Ah, sudahlah, lupakan! Terus-menerus memikirkannya pun tak ada gunanya. Hanya akan mengurangi kewarasanku dan aku tak ingin berujung gila. Meski kenyataannya aku sudah di tahap stress berat.

"Gak apa-apa kalau nanti kamu menolak lagi, Mas. Aku akan tetap mencoba menjalankan kewajibanku sebagai seorang istri." Kutuang pelan satu sendok gula pasir ke dalam teh hangat yang sedang mengepul, kemudian mengaduknya. Bersamaan dengan itu, kuedarkan pandangan ke sekitar ruangan. Sejenak gerakan tanganku terhenti, mendapati pintu belakang yang terbuat dari full kaca itu terbuka lebar.

"Apa Bu Sukma ke sini, ya?" tebakku bergumam kecil. Kami memang tidak tinggal satu rumah, tetapi kedua mertuaku itu menempati paviliun berukuran sedang yang berjarak 5 langkah di belakang rumah utama. Maka baik kedua orangtuanya maupun Mas Haikal, bebas keluar-masuk hingga pintu belakang pun terbilang jarang dikunci.

Selesai membuat minuman hangat, lantas aku berjalan menuju lantai dua dengan nampan di tanganku berisikan teh hangat tadi. Aku yakin Mas Haikal sudah kembali ke kamarnya.

Semakin dekat aku menuju kamar Mas Haikal, semakin jelas pula suara dua orang yang tengah berbincang. Hal itu dikarenakan pintu ruangan yang tidak tertutup sepenuhnya hingga menyisakan celah kecil di sana. Sontak kupelankan langkah ini saat mendengar namaku dan Kak Anita disebut. Kuurungkan niatku yang akan membuka pintu, dan kini hanya berdiri terpaku di depan pintu.

"Ibu kira kalian berdua berantem, Kal."

"Enggak, Bu, kami baik-baik aja."

"Bukan apa-apa, Ibu perhatikan akhir-akhir ini muka Anggita ditekuk terus, Ibu jadi malas lihatnya. Bikin mood turun, Kal!"

"Mungkin karena aku ngelarang dia nyiapin baju gantiku, lebih tepatnya ... aku gak suka dia masuk ke kamar ini."

"Lho, kenapa?"

"Ibu, kan, tahu sendiri kamar ini milik Anita, aku gak mau ada orang lain yang lancang masuk ke sini."

"Tapi Ibu bukan orang lain, lho, Kal. Ya ... harusnya, sih, Anggita paham posisimu. Gak maksain diri supaya diterima sama kamu."
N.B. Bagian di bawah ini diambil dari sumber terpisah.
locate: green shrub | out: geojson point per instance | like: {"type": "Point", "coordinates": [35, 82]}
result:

"Udahlah, Bu, gak usah bahas dia lagi. Aku capek mau istirahat, malah mumet nanti."

Kugenggam erat nampan di tanganku, lantaran tiba-tiba bergetar diiringi dada ini yang kembali terasa sesak dan penuh. Tega sekali mereka membicarakanku di belakang seperti itu. Apa ini bukan pertama kalinya aku dijadikan topik obrolan?

Mataku sontak memanas, kemudian meletakan nampan berisi teh hangat tadi di atas nakas yang berada di depan kamar Mas Haikal, lalu kutinggalkan begitu saja di sana.